1024 (or other number) block index information will be stored in the reserved space in the file header, and then the actual data will be appended. Initially, it is considered that one record occupies a block, and each additional record means an additional block. After addition, the block information should be filled in the index area. When 1024 records are appended, all index blocks are filled.
If there is another action of adding records, it is considered that two records occupy one block, halve the 1024 index block, merge the first and second blocks into a new first block, merge the third and fourth blocks into a new second block,…, merge the 1023th and 1024th blocks into a new 512th block, and clear all the indexes from 513th to 1024th block. Because the actual data is stored continuously, just change the starting position of the data block in each index block.
Now there are 512 empty index blocks, and 512*2 new records can be added. After appending to a total of 2048 records, all index blocks are filled again. If you want to add more records, make another adjustment as just now, change it to every four records per block, and also merge the current blocks 1 and 2 into a new block 1…. Another 512 blocks index can be vacated to continue appending.
The appending can be carried out on and on, and the block size will continue to double, and the data in the block is always continuous, and there is no redundant separator to waste space. The total number of blocks varies from 512 to 1024 (except when the number of records is less than 512 at the beginning), which also meets the requirement of sufficient number of blocks. The space reserved for the index at the file header is fixed and will not become larger with the addition of data. A single file can realize the mechanism of blocking and segmentation. Moreover, it is easy to count the total number of records (after multiplication, just count the number of records in the last block).

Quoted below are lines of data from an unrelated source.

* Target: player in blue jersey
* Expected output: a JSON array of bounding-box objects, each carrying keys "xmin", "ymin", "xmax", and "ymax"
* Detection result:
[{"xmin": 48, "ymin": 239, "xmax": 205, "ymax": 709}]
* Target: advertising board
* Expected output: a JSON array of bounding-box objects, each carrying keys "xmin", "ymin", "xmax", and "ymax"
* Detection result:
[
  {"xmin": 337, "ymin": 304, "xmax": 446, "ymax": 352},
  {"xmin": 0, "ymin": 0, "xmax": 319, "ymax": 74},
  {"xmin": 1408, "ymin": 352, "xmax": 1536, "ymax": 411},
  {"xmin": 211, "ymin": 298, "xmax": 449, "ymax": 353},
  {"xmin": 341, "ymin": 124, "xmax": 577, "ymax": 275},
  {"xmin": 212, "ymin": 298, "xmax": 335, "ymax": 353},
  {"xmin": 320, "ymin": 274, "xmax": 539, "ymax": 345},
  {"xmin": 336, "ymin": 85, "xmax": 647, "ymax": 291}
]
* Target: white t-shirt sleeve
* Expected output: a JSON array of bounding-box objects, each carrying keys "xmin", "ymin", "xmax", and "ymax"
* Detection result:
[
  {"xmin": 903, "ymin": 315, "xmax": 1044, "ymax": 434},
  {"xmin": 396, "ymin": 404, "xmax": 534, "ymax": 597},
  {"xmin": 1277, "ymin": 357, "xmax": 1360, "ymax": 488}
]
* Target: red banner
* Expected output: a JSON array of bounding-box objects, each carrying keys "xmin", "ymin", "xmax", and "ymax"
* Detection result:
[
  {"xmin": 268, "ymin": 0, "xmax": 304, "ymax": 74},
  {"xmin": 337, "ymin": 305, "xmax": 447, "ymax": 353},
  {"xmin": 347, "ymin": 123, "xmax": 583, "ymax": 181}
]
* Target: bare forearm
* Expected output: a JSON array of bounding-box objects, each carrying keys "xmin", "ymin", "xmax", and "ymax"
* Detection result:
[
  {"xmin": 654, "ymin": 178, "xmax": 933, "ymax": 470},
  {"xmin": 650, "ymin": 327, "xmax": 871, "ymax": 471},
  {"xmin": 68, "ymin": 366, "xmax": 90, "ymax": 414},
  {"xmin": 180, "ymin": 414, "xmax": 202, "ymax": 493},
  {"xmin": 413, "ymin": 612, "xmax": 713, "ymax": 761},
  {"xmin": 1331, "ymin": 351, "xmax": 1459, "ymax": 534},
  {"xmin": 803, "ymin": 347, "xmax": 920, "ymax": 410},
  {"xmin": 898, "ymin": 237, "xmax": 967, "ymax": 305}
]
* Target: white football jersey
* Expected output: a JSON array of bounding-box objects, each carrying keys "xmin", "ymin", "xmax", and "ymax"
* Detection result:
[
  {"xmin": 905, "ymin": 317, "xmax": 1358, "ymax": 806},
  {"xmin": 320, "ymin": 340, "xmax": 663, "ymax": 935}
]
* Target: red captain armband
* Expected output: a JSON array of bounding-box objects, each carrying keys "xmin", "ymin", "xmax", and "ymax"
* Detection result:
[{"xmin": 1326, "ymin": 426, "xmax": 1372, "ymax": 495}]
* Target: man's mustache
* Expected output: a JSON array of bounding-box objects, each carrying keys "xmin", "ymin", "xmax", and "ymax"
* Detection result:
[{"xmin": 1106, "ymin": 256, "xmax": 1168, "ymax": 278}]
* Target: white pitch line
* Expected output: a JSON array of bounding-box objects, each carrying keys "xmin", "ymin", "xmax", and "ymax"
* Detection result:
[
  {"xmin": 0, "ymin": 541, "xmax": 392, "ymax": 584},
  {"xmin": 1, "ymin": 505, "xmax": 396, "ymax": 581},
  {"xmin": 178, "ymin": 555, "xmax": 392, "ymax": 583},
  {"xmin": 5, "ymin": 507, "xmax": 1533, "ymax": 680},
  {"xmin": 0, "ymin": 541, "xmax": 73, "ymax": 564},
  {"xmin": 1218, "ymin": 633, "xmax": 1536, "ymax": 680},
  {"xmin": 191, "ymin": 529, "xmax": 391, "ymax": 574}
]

In fact, SPL will not use double increment segmentation immediately. If the total number of records is small (such as less than 1024), it will not do the segmentation. The segmentation scheme will be implemented only when the number of records exceeds a certain number. In this way, if several records are written to the bin file, there will not be an extra file header that looks a little big. When the amount of data is large, the extra file header is not obvious by comparing to data itself.
For the application programmer, these are transparent. After simple appending, a bin file can implement segmented calculation.
The access syntax is basically the same as that of the text file, but if the number of segments exceeds 1024, it is meaningless for the bin file.